Re: I18N issues for Widgets Spec [Was: Re: [Widgets] ASCII File names - request for comments] from Marcos Caceres on 2007-12-03 (www-international@w3.org from October to December 2007)

From: Marcos Caceres <marcosscaceres@gmail.com>
Date: Mon, 3 Dec 2007 11:08:29 +1000
To: "Asmus Freytag" <asmusf@ix.netcom.com>
Cc: "Richard Ishida" <ishida@w3.org>, www-international@w3.org, "Arthur Barstow" <art.barstow@nokia.com>, public-i18n-core@w3.org, "public-appformats@w3.org" <public-appformats@w3.org>, "Thomas Roessler" <tlr@w3.org>
Message-ID: <b21a10670712021708k1849b197y5a13422ecb17cd06@mail.gmail.com>

On Nov 30, 2007 9:56 PM, Asmus Freytag <asmusf@ix.netcom.com> wrote:
> One thing to realize is that in UTF-8 you can never have a single
> non-ASCII byte. It's only ever two or more in sequence.

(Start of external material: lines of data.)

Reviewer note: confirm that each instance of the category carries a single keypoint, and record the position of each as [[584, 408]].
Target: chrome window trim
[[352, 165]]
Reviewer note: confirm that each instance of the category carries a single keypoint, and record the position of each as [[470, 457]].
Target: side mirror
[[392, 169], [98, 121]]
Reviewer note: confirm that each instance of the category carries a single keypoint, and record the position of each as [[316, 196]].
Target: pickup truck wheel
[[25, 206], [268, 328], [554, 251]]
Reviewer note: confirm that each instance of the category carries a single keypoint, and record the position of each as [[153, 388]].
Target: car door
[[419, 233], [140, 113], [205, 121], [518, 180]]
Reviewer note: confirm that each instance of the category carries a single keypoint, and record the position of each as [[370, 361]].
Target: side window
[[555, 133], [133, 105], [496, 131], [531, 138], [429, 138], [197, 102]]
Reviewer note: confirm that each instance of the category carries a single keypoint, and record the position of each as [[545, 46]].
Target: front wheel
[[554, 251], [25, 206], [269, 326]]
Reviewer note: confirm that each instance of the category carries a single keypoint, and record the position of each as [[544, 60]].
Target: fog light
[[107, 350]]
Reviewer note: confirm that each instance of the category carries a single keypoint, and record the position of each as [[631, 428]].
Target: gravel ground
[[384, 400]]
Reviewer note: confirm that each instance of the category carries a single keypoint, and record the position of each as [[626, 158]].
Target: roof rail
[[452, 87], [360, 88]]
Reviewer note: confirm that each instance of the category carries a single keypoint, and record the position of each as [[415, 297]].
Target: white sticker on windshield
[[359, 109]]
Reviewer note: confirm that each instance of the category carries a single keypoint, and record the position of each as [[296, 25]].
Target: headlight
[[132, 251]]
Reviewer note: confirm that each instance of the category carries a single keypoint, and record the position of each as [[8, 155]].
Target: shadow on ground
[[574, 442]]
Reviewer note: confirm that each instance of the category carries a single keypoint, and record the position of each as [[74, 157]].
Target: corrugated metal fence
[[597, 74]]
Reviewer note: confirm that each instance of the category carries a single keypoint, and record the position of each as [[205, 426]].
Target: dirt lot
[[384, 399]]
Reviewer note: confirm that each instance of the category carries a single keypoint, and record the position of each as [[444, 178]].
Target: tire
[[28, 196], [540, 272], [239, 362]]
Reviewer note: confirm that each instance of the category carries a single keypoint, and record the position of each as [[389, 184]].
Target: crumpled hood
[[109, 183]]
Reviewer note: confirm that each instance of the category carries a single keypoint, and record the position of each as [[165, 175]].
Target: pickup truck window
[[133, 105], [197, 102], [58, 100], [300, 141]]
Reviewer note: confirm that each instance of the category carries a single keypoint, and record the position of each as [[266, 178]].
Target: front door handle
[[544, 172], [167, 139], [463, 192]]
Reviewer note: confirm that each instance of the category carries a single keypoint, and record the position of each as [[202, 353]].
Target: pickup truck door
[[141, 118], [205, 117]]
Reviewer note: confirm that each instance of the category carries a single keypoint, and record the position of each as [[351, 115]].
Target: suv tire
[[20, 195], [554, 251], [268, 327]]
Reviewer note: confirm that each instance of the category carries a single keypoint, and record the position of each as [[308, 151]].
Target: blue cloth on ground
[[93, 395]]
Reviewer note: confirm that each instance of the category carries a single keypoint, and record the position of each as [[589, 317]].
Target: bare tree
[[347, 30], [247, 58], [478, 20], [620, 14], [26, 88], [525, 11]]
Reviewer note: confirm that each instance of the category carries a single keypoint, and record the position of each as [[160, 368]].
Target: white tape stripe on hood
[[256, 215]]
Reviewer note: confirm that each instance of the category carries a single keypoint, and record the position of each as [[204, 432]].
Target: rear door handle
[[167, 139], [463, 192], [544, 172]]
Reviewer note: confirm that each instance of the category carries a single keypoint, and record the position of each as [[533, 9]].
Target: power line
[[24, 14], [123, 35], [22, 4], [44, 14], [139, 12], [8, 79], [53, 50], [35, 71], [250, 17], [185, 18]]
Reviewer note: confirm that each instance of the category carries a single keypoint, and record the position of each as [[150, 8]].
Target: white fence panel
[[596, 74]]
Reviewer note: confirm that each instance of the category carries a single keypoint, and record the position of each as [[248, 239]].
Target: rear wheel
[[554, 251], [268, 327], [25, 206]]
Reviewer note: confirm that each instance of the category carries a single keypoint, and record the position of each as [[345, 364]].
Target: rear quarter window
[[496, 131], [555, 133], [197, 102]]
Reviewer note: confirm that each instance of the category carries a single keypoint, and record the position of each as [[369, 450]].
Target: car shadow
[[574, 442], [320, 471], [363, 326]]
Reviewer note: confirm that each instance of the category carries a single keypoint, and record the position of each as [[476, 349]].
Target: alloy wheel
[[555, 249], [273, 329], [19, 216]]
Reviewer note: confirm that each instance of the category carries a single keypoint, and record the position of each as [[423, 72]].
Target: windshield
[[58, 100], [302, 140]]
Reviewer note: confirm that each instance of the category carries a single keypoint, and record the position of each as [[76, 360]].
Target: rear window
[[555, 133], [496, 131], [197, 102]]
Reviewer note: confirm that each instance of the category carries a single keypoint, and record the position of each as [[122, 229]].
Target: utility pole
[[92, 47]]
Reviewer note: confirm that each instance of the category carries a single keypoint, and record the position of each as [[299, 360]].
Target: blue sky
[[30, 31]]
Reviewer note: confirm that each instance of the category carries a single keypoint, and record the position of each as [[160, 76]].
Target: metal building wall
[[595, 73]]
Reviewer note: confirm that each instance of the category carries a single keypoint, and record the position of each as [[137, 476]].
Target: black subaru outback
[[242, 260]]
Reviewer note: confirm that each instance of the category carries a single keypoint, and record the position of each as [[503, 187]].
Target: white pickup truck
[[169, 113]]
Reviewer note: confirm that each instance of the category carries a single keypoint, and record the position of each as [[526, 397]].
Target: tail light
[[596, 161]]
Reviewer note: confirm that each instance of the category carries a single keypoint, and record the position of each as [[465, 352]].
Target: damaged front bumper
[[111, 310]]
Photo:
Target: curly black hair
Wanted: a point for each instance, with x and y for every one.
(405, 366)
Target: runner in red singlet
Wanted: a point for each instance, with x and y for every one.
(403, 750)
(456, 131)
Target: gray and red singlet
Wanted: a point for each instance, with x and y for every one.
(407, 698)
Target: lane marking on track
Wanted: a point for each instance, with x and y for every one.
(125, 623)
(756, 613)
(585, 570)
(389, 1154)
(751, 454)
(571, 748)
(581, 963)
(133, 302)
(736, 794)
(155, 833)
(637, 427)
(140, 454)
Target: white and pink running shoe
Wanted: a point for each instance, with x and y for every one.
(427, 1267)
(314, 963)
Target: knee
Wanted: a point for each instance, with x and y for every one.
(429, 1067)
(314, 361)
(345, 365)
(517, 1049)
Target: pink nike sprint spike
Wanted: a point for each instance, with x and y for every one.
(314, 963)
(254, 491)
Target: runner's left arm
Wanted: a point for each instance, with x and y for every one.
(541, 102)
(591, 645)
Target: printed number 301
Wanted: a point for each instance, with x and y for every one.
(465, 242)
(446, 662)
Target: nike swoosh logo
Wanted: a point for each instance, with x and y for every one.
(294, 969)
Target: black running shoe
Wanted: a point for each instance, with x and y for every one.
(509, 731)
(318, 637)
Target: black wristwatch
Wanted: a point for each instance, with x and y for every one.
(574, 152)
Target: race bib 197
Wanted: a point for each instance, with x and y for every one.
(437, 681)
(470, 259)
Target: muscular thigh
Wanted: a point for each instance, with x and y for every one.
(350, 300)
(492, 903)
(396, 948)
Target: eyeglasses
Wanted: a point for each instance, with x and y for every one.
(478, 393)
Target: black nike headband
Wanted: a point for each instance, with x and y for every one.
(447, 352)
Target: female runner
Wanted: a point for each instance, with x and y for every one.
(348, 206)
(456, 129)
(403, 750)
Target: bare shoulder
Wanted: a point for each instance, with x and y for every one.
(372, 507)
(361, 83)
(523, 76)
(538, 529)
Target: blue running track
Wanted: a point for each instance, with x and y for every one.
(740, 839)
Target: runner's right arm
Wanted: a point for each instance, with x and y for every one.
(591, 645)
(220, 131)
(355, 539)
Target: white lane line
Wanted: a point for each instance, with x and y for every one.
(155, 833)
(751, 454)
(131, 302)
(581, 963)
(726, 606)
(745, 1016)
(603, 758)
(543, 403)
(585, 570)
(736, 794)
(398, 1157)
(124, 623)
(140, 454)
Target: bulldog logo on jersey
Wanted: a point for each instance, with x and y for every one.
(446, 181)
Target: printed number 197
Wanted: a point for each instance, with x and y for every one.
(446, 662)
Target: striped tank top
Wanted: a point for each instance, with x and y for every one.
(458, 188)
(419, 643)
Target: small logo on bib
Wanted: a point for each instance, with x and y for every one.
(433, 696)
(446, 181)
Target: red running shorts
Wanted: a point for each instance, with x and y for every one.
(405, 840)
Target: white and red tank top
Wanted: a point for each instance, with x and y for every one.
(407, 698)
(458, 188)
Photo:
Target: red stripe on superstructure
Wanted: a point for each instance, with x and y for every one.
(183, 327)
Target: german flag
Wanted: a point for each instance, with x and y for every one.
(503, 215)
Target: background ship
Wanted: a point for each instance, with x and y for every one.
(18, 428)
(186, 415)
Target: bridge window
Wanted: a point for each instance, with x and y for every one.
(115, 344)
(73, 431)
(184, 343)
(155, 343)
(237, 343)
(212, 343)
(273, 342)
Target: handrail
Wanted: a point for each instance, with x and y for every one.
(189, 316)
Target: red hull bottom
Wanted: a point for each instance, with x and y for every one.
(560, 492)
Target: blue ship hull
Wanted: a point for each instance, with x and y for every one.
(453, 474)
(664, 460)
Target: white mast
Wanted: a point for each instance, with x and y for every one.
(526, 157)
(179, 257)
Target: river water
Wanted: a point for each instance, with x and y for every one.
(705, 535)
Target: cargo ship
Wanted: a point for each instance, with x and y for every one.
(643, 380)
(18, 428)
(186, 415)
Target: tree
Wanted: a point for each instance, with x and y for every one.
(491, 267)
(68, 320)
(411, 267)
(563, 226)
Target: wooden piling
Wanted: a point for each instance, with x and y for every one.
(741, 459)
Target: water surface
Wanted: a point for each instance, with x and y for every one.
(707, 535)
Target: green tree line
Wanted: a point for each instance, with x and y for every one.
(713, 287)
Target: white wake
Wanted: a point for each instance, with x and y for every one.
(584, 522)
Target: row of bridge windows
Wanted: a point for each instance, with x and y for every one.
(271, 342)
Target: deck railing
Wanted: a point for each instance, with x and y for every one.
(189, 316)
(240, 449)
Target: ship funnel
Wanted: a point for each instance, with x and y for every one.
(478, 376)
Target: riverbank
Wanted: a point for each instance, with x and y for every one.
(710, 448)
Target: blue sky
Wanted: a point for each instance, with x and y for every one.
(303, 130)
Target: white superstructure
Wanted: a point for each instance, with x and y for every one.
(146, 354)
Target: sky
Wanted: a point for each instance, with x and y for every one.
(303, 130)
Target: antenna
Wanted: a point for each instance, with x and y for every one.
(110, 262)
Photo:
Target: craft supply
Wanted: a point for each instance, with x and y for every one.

However, most
> European languages that use non-ASCII characters, typically do so with
> single non-ASCII characters.
> (non-European languages normally can't be represented in CP437, so we
> don't worry about them).
>
> Your example, which I've copied below (I hope it comes through on the
> repost) shows this effect quite nicely.
>
> In addition, the valid ranges of first and following bytes in multi-byte
> sequences of non-ASCII UTF-8 bytes are restricted, making it even harder
> for a random pattern to be valid UTF-8.
>
> As a result, if a filename is legal UTF-8, it is highly unlikely that it
> could have a reasonable alternative interpretation in CP437. Therefore,
> treating the archive as corrupt if it contains non-ASCII bytes, would
> seem a bit draconian for many types of uses. (Your case may be special).
>
> If, on the other hand, there's ever any doubt as to which *single-byte*
> character set you are dealing with, i.e. if you find systems that use
> non-CP437 and non-UTF-8, but something third, then I'd recommend your
> approach, because discriminating between different singly byte character
> sets is something that ranges from impractical to impossible.

Thanks for this info, it's been very useful.

Kind regards,
-- 
Marcos Caceres
http://datadriven.com.au

Received on Monday, 3 December 2007 01:08:51 UTC